00:26:49.240It's possible to communicate your opposition to a political party or a political candidate and to talk about the bad things that might happen if this or that person wins without insisting that it's literally the apocalypse.
00:27:03.620If they win, it is possible to do that.
00:27:06.220And I think we should strive, strive for that.
00:27:11.440I said I had a bunch of emails I wanted to get through.
00:27:14.620Before emails, one other, one other thing I wanted to mention, uh, because you see tragedy struck in our home yesterday.
00:27:23.760Um, the dog ate one of my wife's fancy decorative pillows.
00:27:30.740And now I've told you already about my wife's pillow obsession and how she spends $90,000 a year on pillows.
00:27:40.860Um, she has a whole fleet of decorative pillows for each new season.

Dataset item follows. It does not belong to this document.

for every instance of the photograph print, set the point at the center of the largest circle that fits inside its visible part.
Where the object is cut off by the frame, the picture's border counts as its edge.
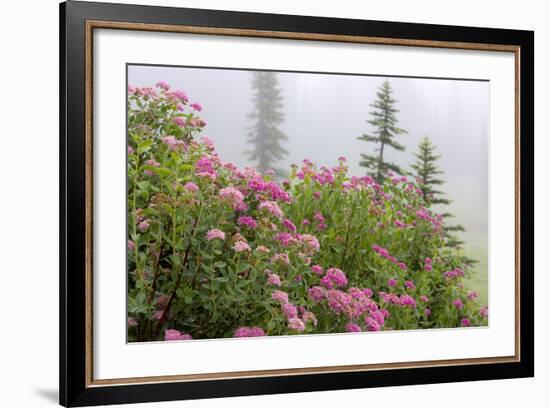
(265, 203)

00:27:44.920And I've told you about how our couch is covered in decorative pillows that you can't, you can't even sit on the couch without being sucked into the pillows and drowned.
00:27:52.820I mean, we, we have lost, uh, we, we had a house guest a few days ago who drowned in the pillows and unfortunately died.
00:28:17.180So yesterday I knew it was bad news when I came downstairs being the only human being at home and I found the dogs, uh, standing triumphantly over a fancy pillow that he had just ripped to shreds.
00:28:28.780I see these videos online sometimes of dogs doing something bad and then you, and then, and then the video, they look guilty.
00:28:50.080And, uh, now this, this dog does not know or appreciate just how often I cover for him.
00:28:56.360If he eats a kid's toy or a kid's stuffed animal, which he does all the time, then what I'll do is I'll throw the thing away.
00:29:03.520So the kids won't notice because everyone knows about little kids.
00:29:06.040The thing about little kids is, um, if they can have a toy and then forget about it, um, never play, they could, they could have a toy, forget about it, not play with it for three years.
00:29:19.120But if, if after three years they stumble across it and it's broken or they see their sibling playing with it, all of a sudden, now that toy is the most important thing in the world to them.
00:29:28.920So I can avoid that just by, uh, they, the dog destroys something.
00:29:42.960Uh, I can't do that with my wife's stuff.
00:29:44.840I tried, but I can't because she'll know if she has 53 pillows laid out on the couch and she walks by the couch and there's only 52 on that couch.
00:29:52.700She's going to stop and say, wait a second.
00:29:54.240Why is there only 52 couch pillows on the couch?
00:29:57.420What have you done with the 53rd pillow?